Dual-Branch U-Net Architecture

Wildfire spread is driven by two fundamentally different types of information: terrain and fuel (elevation, vegetation, population density) change at fine spatial scales: a ridge, a road, a river can stop a fire. Weather (wind, temperature, humidity) varies smoothly over kilometers. Treating all 12 channels the same forces the model to compromise. Our dual-branch design lets each branch use the right inductive bias for its data.

Branch Channels Kernel Rationale
Fuel (4 ch) Elevation, NDVI, Population, PrevFireMask \(3 \times 3\) High-frequency spatial features — captures ridgelines, fuel breaks, urban edges
Weather (8 ch) Wind dir/speed, Temp min/max, Humidity, Precip, PDSI, ERC \(5 \times 5\) depthwise-separable Smooth, low-resolution GRIDMET fields — avoids overfitting to 4km grid artifacts

The two branches are fused at each encoder scale via Cross-Attention Feature Interaction Modules (CAFIM) — learned spatial gates that let the fuel branch attend to weather context and vice versa:

$$g_{fuel} = \sigma(W_1 * F_{weather}), \quad \hat{F}_{fuel} = g_{fuel} \odot F_{fuel}$$

Why cross-attention instead of simple concatenation? Fire behavior is conditional: dry vegetation is only dangerous when wind is present, and high winds only matter where there's fuel to burn. CAFIM lets the model learn these interactions explicitly: the weather branch modulates which fuel features matter and vice versa, rather than hoping a shared convolution discovers the relationship on its own.

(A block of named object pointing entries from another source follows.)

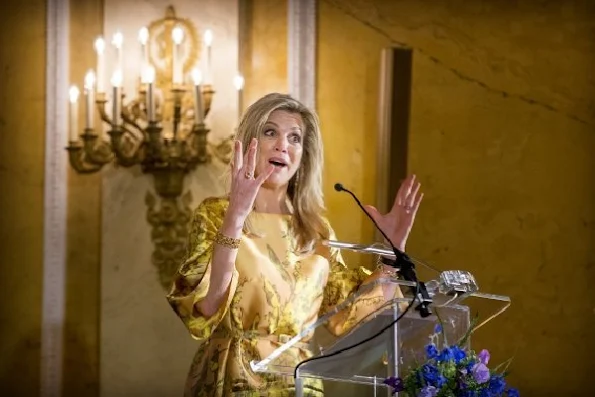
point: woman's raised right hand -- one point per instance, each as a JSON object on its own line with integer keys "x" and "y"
{"x": 244, "y": 186}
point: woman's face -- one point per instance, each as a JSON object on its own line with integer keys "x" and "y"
{"x": 280, "y": 144}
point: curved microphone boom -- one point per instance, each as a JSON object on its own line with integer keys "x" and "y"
{"x": 403, "y": 263}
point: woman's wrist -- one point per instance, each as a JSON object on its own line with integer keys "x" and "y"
{"x": 233, "y": 225}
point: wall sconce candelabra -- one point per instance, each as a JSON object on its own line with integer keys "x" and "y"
{"x": 162, "y": 129}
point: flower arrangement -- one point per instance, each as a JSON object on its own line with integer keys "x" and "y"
{"x": 453, "y": 372}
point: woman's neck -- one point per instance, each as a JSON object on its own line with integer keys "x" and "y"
{"x": 271, "y": 200}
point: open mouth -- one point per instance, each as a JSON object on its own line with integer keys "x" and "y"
{"x": 278, "y": 163}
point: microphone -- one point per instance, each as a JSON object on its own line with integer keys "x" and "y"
{"x": 403, "y": 263}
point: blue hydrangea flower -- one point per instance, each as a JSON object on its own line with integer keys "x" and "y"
{"x": 446, "y": 355}
{"x": 468, "y": 393}
{"x": 431, "y": 351}
{"x": 497, "y": 385}
{"x": 430, "y": 373}
{"x": 458, "y": 354}
{"x": 428, "y": 391}
{"x": 481, "y": 373}
{"x": 484, "y": 357}
{"x": 512, "y": 392}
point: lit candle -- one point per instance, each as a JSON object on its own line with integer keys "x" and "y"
{"x": 177, "y": 64}
{"x": 116, "y": 105}
{"x": 89, "y": 98}
{"x": 117, "y": 42}
{"x": 208, "y": 38}
{"x": 143, "y": 37}
{"x": 100, "y": 48}
{"x": 73, "y": 93}
{"x": 238, "y": 82}
{"x": 198, "y": 110}
{"x": 148, "y": 78}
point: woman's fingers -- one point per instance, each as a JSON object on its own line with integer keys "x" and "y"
{"x": 263, "y": 177}
{"x": 403, "y": 192}
{"x": 412, "y": 197}
{"x": 237, "y": 158}
{"x": 250, "y": 159}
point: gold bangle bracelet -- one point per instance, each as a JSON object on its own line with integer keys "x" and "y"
{"x": 228, "y": 242}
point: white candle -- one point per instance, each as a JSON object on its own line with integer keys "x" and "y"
{"x": 208, "y": 39}
{"x": 148, "y": 78}
{"x": 177, "y": 64}
{"x": 100, "y": 48}
{"x": 118, "y": 41}
{"x": 89, "y": 99}
{"x": 116, "y": 105}
{"x": 198, "y": 109}
{"x": 238, "y": 82}
{"x": 143, "y": 37}
{"x": 73, "y": 93}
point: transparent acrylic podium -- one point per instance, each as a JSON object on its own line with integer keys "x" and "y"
{"x": 376, "y": 347}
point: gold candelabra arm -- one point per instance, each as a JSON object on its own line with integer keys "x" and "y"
{"x": 197, "y": 144}
{"x": 128, "y": 151}
{"x": 125, "y": 117}
{"x": 128, "y": 118}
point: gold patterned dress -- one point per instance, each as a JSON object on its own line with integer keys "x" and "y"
{"x": 273, "y": 295}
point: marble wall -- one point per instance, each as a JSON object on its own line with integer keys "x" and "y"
{"x": 501, "y": 136}
{"x": 22, "y": 129}
{"x": 145, "y": 349}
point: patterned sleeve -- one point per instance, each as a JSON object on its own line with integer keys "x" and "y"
{"x": 342, "y": 282}
{"x": 191, "y": 282}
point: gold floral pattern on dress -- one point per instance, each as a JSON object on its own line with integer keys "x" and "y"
{"x": 274, "y": 294}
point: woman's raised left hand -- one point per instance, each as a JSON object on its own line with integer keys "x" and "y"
{"x": 398, "y": 222}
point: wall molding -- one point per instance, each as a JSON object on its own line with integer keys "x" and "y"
{"x": 55, "y": 197}
{"x": 301, "y": 59}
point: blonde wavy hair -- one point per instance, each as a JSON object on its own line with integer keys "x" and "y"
{"x": 305, "y": 187}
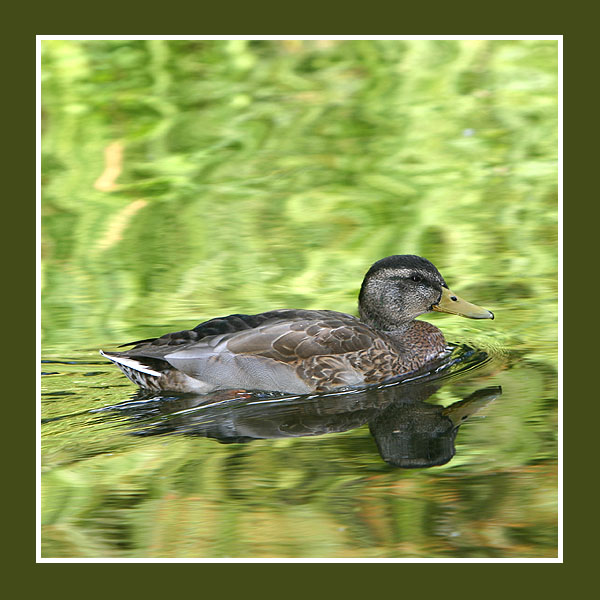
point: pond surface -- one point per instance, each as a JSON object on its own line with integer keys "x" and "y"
{"x": 188, "y": 180}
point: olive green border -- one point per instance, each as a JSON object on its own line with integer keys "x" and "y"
{"x": 19, "y": 259}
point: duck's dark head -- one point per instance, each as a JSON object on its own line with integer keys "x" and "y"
{"x": 399, "y": 288}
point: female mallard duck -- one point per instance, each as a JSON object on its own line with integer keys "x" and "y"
{"x": 304, "y": 351}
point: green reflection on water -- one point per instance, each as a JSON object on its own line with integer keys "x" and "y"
{"x": 266, "y": 175}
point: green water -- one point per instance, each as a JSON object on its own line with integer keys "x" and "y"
{"x": 184, "y": 180}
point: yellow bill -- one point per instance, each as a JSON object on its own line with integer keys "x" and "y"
{"x": 455, "y": 305}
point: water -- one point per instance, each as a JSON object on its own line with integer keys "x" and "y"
{"x": 184, "y": 181}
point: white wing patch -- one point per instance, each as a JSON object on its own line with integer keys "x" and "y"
{"x": 131, "y": 363}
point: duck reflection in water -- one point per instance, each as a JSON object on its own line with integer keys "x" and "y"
{"x": 408, "y": 431}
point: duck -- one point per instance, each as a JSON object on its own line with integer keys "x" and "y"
{"x": 302, "y": 351}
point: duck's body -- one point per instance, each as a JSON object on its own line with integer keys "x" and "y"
{"x": 304, "y": 351}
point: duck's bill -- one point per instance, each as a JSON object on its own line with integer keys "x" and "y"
{"x": 455, "y": 305}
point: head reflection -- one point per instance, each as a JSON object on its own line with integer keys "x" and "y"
{"x": 409, "y": 431}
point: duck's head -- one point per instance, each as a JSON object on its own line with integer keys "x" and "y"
{"x": 399, "y": 288}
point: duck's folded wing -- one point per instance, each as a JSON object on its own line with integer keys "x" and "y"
{"x": 271, "y": 353}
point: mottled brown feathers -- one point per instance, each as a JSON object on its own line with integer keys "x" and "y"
{"x": 302, "y": 351}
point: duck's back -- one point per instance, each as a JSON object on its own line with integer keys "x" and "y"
{"x": 295, "y": 351}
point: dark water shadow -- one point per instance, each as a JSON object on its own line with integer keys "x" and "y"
{"x": 409, "y": 431}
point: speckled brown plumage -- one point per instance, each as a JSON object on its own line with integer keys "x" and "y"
{"x": 302, "y": 351}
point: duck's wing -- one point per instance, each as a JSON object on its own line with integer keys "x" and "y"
{"x": 299, "y": 352}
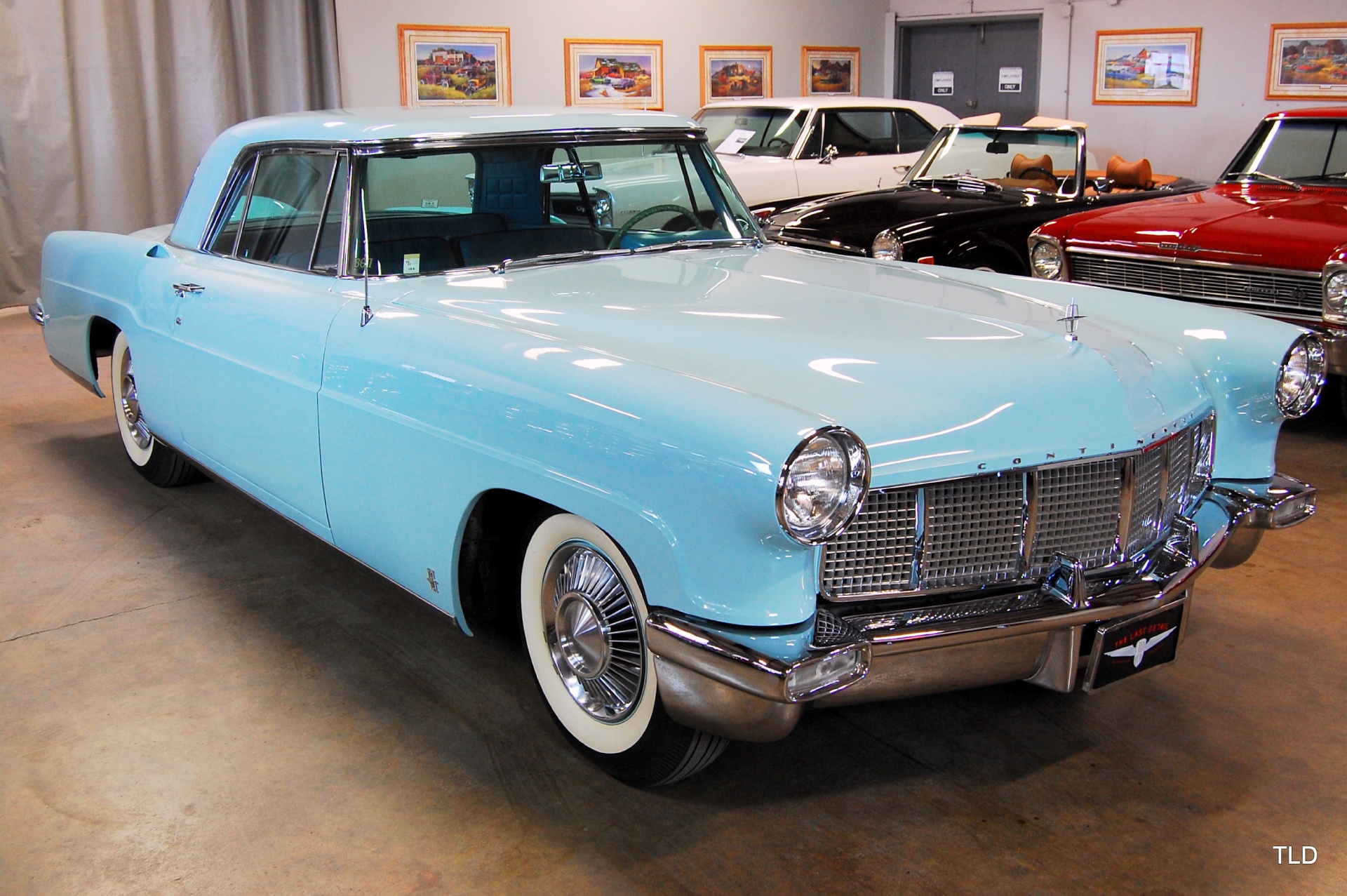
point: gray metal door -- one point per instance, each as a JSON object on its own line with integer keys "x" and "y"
{"x": 984, "y": 60}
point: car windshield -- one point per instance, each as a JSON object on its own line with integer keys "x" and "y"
{"x": 752, "y": 131}
{"x": 427, "y": 212}
{"x": 1295, "y": 150}
{"x": 1026, "y": 159}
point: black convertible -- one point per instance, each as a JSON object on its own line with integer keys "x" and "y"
{"x": 973, "y": 199}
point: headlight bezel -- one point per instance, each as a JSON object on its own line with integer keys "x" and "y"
{"x": 1038, "y": 241}
{"x": 856, "y": 486}
{"x": 892, "y": 250}
{"x": 1300, "y": 403}
{"x": 1335, "y": 307}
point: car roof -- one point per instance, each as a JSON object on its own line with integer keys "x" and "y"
{"x": 826, "y": 102}
{"x": 1315, "y": 112}
{"x": 383, "y": 123}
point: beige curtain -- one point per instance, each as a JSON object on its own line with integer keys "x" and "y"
{"x": 107, "y": 105}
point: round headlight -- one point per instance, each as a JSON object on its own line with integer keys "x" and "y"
{"x": 887, "y": 246}
{"x": 1335, "y": 294}
{"x": 1045, "y": 259}
{"x": 1301, "y": 377}
{"x": 822, "y": 486}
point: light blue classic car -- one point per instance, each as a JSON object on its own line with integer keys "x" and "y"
{"x": 713, "y": 479}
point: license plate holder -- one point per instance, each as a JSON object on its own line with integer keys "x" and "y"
{"x": 1153, "y": 635}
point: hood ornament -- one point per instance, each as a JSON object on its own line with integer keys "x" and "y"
{"x": 1073, "y": 316}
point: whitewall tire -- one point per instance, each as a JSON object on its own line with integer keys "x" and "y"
{"x": 154, "y": 460}
{"x": 584, "y": 619}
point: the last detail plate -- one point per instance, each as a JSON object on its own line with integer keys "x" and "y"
{"x": 1134, "y": 646}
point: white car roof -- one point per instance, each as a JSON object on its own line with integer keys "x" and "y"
{"x": 928, "y": 111}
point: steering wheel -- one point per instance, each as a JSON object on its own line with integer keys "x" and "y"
{"x": 644, "y": 213}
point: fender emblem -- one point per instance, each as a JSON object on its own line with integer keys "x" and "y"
{"x": 1073, "y": 316}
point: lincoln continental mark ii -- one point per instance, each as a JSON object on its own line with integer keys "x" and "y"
{"x": 713, "y": 480}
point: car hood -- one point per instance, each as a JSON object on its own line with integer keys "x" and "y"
{"x": 931, "y": 371}
{"x": 855, "y": 219}
{"x": 1265, "y": 225}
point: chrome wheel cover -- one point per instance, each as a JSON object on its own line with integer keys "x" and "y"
{"x": 131, "y": 406}
{"x": 593, "y": 632}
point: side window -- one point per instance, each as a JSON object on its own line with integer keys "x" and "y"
{"x": 861, "y": 133}
{"x": 228, "y": 234}
{"x": 814, "y": 143}
{"x": 329, "y": 236}
{"x": 913, "y": 133}
{"x": 283, "y": 213}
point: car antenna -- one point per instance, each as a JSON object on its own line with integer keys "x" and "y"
{"x": 366, "y": 313}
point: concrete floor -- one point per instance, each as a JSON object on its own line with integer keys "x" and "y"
{"x": 199, "y": 698}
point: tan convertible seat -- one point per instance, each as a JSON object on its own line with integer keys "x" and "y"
{"x": 1129, "y": 175}
{"x": 1027, "y": 173}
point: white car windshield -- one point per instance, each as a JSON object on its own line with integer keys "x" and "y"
{"x": 764, "y": 131}
{"x": 427, "y": 212}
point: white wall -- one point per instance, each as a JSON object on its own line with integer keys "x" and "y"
{"x": 367, "y": 36}
{"x": 1190, "y": 140}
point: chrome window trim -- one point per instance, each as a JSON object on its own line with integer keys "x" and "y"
{"x": 1032, "y": 499}
{"x": 244, "y": 166}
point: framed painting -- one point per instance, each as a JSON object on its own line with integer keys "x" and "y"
{"x": 626, "y": 74}
{"x": 455, "y": 65}
{"x": 1146, "y": 67}
{"x": 1308, "y": 61}
{"x": 736, "y": 73}
{"x": 830, "y": 72}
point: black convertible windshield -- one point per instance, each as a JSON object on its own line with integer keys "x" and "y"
{"x": 1295, "y": 150}
{"x": 427, "y": 212}
{"x": 1007, "y": 156}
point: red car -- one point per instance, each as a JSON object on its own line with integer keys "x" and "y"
{"x": 1269, "y": 237}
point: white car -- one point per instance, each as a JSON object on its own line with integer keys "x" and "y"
{"x": 802, "y": 147}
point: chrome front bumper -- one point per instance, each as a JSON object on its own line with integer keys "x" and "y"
{"x": 716, "y": 683}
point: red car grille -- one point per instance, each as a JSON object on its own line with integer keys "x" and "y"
{"x": 1266, "y": 291}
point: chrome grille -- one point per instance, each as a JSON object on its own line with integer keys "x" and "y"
{"x": 1078, "y": 512}
{"x": 973, "y": 531}
{"x": 1259, "y": 290}
{"x": 1008, "y": 527}
{"x": 1148, "y": 472}
{"x": 876, "y": 551}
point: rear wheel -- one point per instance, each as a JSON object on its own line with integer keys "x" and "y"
{"x": 584, "y": 619}
{"x": 154, "y": 460}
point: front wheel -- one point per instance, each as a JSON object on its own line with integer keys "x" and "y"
{"x": 584, "y": 619}
{"x": 154, "y": 460}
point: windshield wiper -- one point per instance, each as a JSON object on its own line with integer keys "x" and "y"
{"x": 697, "y": 244}
{"x": 556, "y": 258}
{"x": 957, "y": 180}
{"x": 1256, "y": 173}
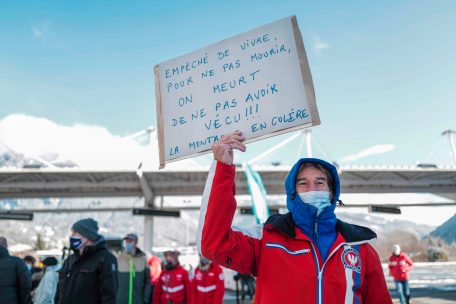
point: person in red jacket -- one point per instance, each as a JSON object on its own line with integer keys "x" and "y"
{"x": 173, "y": 286}
{"x": 155, "y": 270}
{"x": 399, "y": 266}
{"x": 304, "y": 256}
{"x": 208, "y": 285}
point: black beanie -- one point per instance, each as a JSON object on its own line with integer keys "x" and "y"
{"x": 87, "y": 228}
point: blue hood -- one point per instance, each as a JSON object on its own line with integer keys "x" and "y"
{"x": 320, "y": 229}
{"x": 291, "y": 179}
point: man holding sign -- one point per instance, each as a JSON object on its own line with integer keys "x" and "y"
{"x": 304, "y": 256}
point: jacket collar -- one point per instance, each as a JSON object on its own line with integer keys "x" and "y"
{"x": 350, "y": 232}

The encoder follows a \([64, 96, 128]\) width progression across 3 levels with \(2 \times\) max-pooling (\(64^2 \to 32^2 \to 16^2 \to 8^2\)), residual skip connections, GroupNorm, GELU activations, Squeeze-and-Excitation channel attention, and stochastic depth. A 256-channel bottleneck with 4-head spatial self-attention sits at the coarsest scale. The decoder mirrors the encoder with transposed convolutions and skip connections.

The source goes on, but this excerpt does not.